Oil investment is weakest in 30 years

Discussion in 'Stocks' started by Phill Twist, Feb 22, 2016.

  1. The oil price crash has squeezed investment in the industry to the weakest levels in 30 years.
    Capital expenditure on global oil exploration and production is expected to fall 17% in 2016, following a 24% drop in 2015, according to the International Energy Agency's medium term outlook.
    "It is easy for consumers to be lulled into complacency by ample stocks and low prices today, but they should heed the writing on the wall: the historic investment cuts we are seeing raise the odds of unpleasant oil-security surprises in the not too distant future," said IEA Executive Director Fatih Birol on Monday.
    Oil prices plunged more than 70% over the past 18 months but have steadied in recent days. U.S. oil futures climbed 5.7% on Monday to trade above $33 per barrel.
    Freed from nuclear sanctions, Iran is expected to keep boosting production in the next five years, according to the agency's forecasts. The IEA sees Iran's output hitting 3.94 million barrels a day by 2021. The country pumped just under 3 million barrels a day in January.
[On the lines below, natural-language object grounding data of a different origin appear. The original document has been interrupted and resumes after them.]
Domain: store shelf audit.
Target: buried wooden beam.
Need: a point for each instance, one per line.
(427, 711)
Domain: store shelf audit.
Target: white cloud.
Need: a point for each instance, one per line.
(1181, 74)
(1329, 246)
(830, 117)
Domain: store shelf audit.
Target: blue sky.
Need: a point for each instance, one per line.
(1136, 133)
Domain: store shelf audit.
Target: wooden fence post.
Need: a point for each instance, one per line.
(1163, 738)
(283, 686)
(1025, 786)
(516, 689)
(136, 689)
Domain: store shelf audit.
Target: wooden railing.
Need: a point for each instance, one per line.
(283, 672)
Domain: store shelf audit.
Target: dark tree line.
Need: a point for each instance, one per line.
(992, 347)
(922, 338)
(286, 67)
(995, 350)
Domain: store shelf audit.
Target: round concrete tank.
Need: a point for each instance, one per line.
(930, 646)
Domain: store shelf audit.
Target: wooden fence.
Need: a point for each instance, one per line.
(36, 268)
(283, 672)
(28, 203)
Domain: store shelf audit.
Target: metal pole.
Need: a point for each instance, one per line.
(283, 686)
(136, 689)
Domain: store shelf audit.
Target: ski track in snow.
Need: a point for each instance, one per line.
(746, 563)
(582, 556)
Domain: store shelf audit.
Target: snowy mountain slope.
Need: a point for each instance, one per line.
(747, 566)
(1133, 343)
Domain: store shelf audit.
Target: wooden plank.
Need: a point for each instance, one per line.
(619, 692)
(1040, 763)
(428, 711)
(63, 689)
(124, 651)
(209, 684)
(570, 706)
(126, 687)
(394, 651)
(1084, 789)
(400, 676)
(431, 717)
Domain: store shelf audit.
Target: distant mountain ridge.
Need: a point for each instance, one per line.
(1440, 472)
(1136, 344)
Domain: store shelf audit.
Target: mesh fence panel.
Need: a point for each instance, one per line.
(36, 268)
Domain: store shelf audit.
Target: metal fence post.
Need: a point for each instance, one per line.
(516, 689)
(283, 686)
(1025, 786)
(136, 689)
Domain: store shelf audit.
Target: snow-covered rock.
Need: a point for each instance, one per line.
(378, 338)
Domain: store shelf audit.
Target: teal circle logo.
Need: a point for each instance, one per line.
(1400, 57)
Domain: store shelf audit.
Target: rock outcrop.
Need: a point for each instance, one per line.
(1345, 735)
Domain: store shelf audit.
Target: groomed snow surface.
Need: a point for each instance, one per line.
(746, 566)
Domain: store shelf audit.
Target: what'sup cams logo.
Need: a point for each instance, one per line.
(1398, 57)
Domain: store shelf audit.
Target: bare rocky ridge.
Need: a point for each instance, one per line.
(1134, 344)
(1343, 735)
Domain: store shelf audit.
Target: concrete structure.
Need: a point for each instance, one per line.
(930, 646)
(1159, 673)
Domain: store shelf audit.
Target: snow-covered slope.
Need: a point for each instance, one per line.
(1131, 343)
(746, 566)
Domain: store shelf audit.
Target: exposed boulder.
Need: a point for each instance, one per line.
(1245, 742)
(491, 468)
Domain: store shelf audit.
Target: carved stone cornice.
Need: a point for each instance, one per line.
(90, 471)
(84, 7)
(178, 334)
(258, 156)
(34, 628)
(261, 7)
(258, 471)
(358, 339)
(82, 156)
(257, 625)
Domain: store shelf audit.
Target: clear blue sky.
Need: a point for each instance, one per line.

    As for demand, markets will continue to pivot towards Asia, the report said. Indian consumption is expected to grow in the next five years, as more motorists take to the roads. Meanwhile, Chinese demand growth will cool in tandem with the economy, the agency forecasts.
     
  2. An uncredited cut paste from CNN-Money, not OP's own work.
     
  3. Most of the people don't want to take risks, though I'm almost sure that oil will cost at least $45 by the end of the year.